E in particolare con quali applicazioni?
“Nella chirurgia in Day Hospital la loco-regionale periferica, nei casi in cui è possible, è particolarmente efficace e utile, in quanto consente un recupero del paziente più facile e veloce di un’anestesia generale e una gestione ottimale del dolore”.

Che farmaci si usano?
“Si usa un anestetico locale a lunga, media o breve durata, a seconda delle necessità per la sedazione durante il tempo chirurgico e/o un analgesico a bassa concentrazione e durata piùo meno lunga per coprire il dolore anche nel post operatorio”.

Come si può essere sicuri di aver effettivamente neutralizzato il sistema nervoso della zona che interessa?
“Fortunatamente oggi ci si avvale di uno strumento chiamato elettroneurostimolatore che, collegato all’ago, tramite un impulso elettrico segnala con sicurezza che stiamo iniettando l’anestetico nel punto giusto. Una volta, invece, in assenza di tale apparecchio occorreva toccare se non addirittura trapassare il nervo per aver la ceretzza che l’anestetico era andato a buon fine.
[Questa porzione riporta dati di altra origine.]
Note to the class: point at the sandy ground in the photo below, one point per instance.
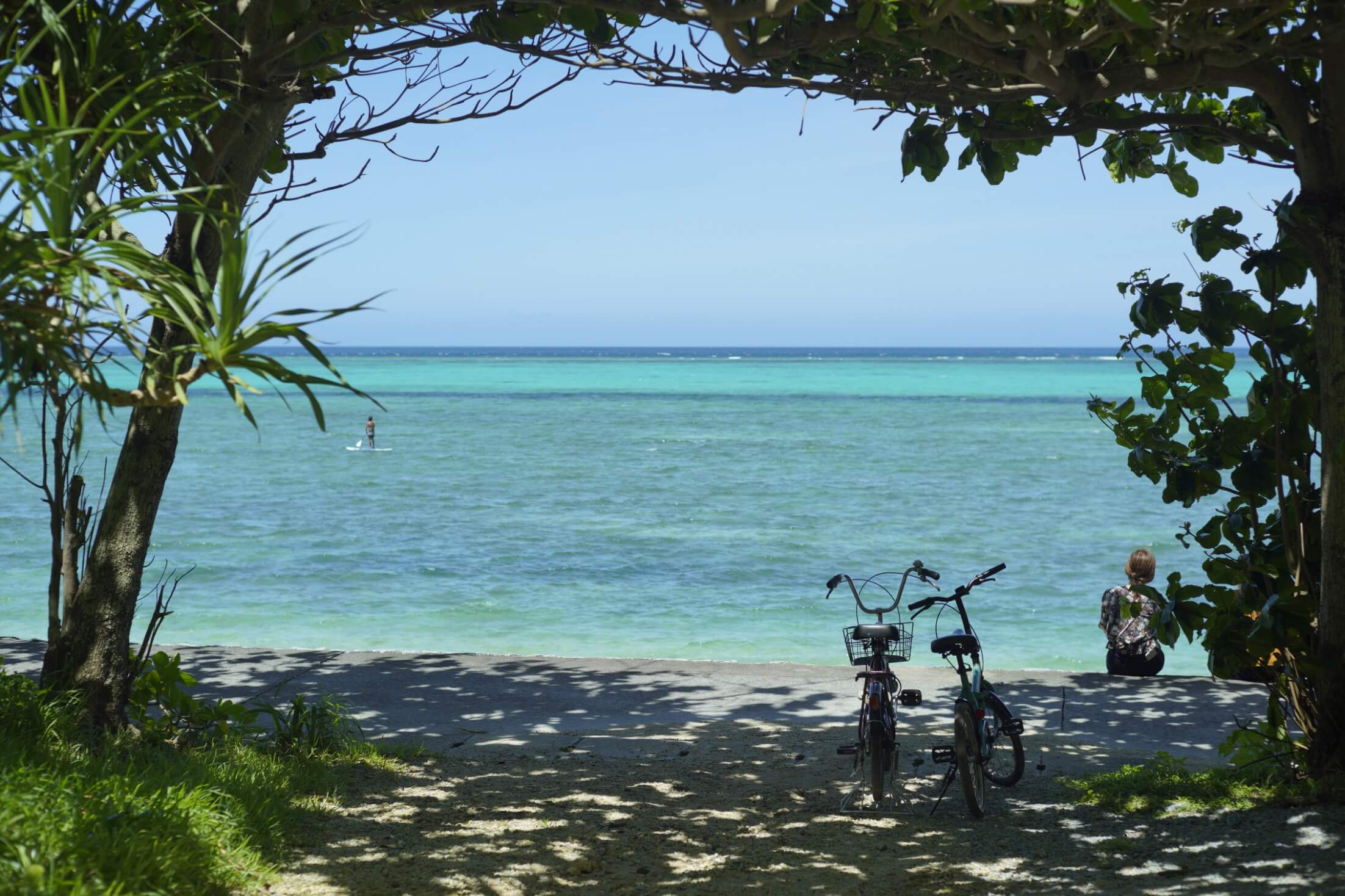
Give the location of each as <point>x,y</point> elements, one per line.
<point>549,775</point>
<point>730,806</point>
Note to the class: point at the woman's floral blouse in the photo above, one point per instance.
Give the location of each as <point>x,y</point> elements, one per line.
<point>1126,634</point>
Con una notevole differenza di rischi: anche solo toccare i nervi poteva provocare lesioni più o meno gravi e reversibili”.
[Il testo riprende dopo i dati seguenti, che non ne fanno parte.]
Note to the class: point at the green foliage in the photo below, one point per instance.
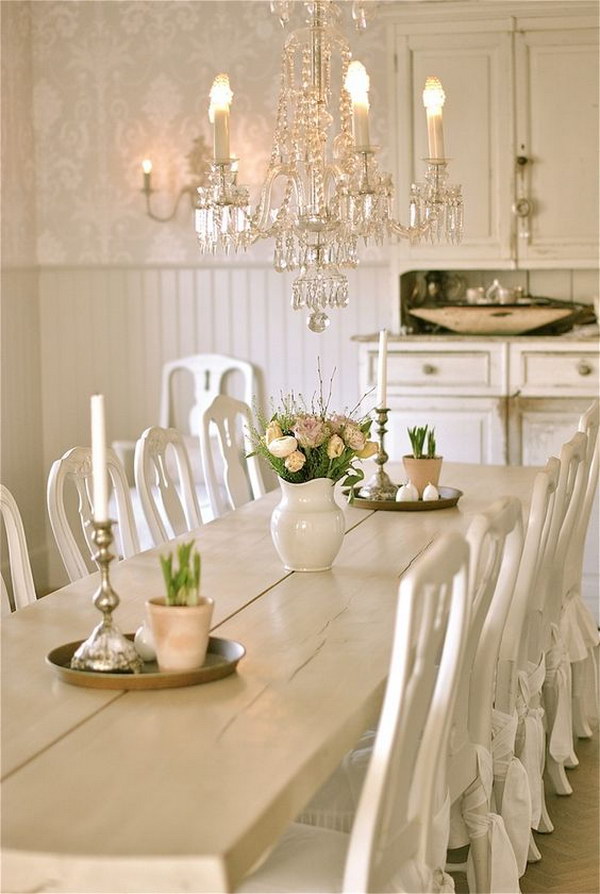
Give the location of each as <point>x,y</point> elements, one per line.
<point>422,440</point>
<point>182,583</point>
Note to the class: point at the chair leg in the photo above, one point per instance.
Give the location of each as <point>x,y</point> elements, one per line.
<point>558,777</point>
<point>581,678</point>
<point>479,854</point>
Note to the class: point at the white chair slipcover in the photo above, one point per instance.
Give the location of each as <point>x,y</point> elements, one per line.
<point>388,847</point>
<point>499,533</point>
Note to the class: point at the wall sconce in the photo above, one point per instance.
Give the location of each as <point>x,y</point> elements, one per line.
<point>198,159</point>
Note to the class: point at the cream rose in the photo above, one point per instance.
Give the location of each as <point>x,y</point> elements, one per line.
<point>354,437</point>
<point>294,461</point>
<point>370,449</point>
<point>273,431</point>
<point>335,447</point>
<point>283,447</point>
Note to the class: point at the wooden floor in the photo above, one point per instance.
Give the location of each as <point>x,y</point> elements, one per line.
<point>570,861</point>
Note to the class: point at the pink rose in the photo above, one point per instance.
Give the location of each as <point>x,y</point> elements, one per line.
<point>353,436</point>
<point>294,461</point>
<point>335,447</point>
<point>310,431</point>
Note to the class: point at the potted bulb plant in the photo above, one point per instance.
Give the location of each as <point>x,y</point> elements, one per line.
<point>423,467</point>
<point>180,621</point>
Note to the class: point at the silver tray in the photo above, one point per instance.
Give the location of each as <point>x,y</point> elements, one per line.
<point>221,660</point>
<point>449,496</point>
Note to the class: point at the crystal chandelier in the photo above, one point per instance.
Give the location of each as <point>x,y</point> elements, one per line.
<point>324,191</point>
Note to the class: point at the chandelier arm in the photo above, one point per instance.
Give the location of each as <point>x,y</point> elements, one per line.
<point>185,190</point>
<point>261,221</point>
<point>411,232</point>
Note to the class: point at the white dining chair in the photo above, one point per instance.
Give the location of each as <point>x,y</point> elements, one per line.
<point>75,467</point>
<point>496,540</point>
<point>579,629</point>
<point>518,738</point>
<point>166,500</point>
<point>23,588</point>
<point>557,689</point>
<point>188,386</point>
<point>389,845</point>
<point>229,420</point>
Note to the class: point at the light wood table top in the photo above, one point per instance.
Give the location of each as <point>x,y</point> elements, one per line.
<point>183,789</point>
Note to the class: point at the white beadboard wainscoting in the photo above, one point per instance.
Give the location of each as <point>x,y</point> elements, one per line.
<point>110,329</point>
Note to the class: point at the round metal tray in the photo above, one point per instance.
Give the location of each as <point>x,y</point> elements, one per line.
<point>449,496</point>
<point>221,660</point>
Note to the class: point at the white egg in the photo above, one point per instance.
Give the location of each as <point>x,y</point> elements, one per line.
<point>431,492</point>
<point>144,643</point>
<point>407,493</point>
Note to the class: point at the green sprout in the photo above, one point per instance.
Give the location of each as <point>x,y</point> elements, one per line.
<point>182,583</point>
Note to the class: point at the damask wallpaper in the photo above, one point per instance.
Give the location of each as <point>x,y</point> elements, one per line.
<point>115,82</point>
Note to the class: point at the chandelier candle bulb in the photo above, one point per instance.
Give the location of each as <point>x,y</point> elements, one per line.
<point>357,85</point>
<point>147,171</point>
<point>218,115</point>
<point>382,370</point>
<point>99,476</point>
<point>433,100</point>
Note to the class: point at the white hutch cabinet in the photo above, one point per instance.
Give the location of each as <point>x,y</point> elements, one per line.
<point>491,400</point>
<point>521,127</point>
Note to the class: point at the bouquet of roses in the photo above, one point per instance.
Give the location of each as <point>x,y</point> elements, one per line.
<point>301,444</point>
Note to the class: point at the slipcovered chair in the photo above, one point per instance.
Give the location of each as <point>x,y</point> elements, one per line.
<point>23,589</point>
<point>495,538</point>
<point>389,846</point>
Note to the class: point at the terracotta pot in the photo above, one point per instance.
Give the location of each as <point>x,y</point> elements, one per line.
<point>180,633</point>
<point>307,526</point>
<point>423,471</point>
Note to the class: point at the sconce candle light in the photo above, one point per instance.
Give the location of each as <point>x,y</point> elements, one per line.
<point>433,100</point>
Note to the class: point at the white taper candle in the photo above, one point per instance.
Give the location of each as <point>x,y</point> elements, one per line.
<point>99,474</point>
<point>433,100</point>
<point>382,369</point>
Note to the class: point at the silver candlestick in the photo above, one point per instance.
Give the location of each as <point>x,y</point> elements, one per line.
<point>379,486</point>
<point>106,650</point>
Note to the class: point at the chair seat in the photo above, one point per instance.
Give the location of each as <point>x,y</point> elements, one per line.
<point>309,857</point>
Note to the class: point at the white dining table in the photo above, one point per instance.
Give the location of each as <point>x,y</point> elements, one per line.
<point>184,789</point>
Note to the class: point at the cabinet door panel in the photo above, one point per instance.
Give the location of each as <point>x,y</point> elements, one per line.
<point>466,430</point>
<point>476,75</point>
<point>557,130</point>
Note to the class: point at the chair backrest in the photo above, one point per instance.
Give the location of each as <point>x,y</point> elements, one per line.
<point>230,419</point>
<point>20,567</point>
<point>180,509</point>
<point>75,466</point>
<point>495,538</point>
<point>391,824</point>
<point>522,622</point>
<point>569,502</point>
<point>588,424</point>
<point>209,372</point>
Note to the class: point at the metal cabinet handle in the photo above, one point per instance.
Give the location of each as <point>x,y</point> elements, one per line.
<point>584,368</point>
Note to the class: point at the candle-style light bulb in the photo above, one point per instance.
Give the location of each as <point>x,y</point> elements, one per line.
<point>357,85</point>
<point>147,171</point>
<point>221,96</point>
<point>433,100</point>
Invece attualmente che rischi si corrono?
“Poiché la medicina non è una scienza perfetta, c’è comunque un minimo rischio di lesioni nervose, ma ridotte e reversibili: per esempio, se un ago attraversa un vaso si può produrre un ematoma”.

Ci sono pazienti per cui è controindicata?
“Sì, i pazienti che hanno malattie degenerative nervose come la sclerosi multipla, perché in quei casi, essendo il nervo malato o non integro, l’elettroneurostimolatore può non funzionare”.

Spesso si pensa erroneamente che anestesia loco-regionale e anestesia locale siano la stessa cosa. Qual è, invece, la differenza?
“L’anestesia locale è proprio ‘in loco’: l’anestesista, spesso lo stesso medico che interviene, inietta l’anestetico direttamente intorno alla zona da operare (vicino al dente, vicino al neo o alla cisti che si deve asportare ecc..). La loco-regionale, invece, inibisce una ‘regione’ nervosa periferica in ambito della quale avviene l’intervento”.

Che cosa è importante sapere sulle piccole anestesie locali effettuate direttamente dai medici specialisti (dentista, dermatologo…)?
“Chi la effettua dovrebbe sempre cercare il giusto compromesso fra la concentrazione dell’analgesico e il tempo necessario, perché produca l’effetto e la durata richiesti”.

Ci sono rischi? I farmaci che si usano possono essere tossici?
“C’è sempre il rischio minimo della variabile soggettiva, come la diversa risposta che può avere ciascun organismo all’anestetico o l’esistenza di una conformazione fisiologica particolare (ad esempio un nervo radiale che va a zig-zag). Per quanto riguarda gli effetti collaterali dei farmaci, il rischio che si producano reazioni alla tossicità è minimo se non si oltrepassa la dose massima per chilo di peso indicata per ciascun farmaco. Oltre quel limite si rischiano svenimenti, problemi cardiovascolari, attacchi epilettici. Qualsiasi sia la tecnica anestesiologica”.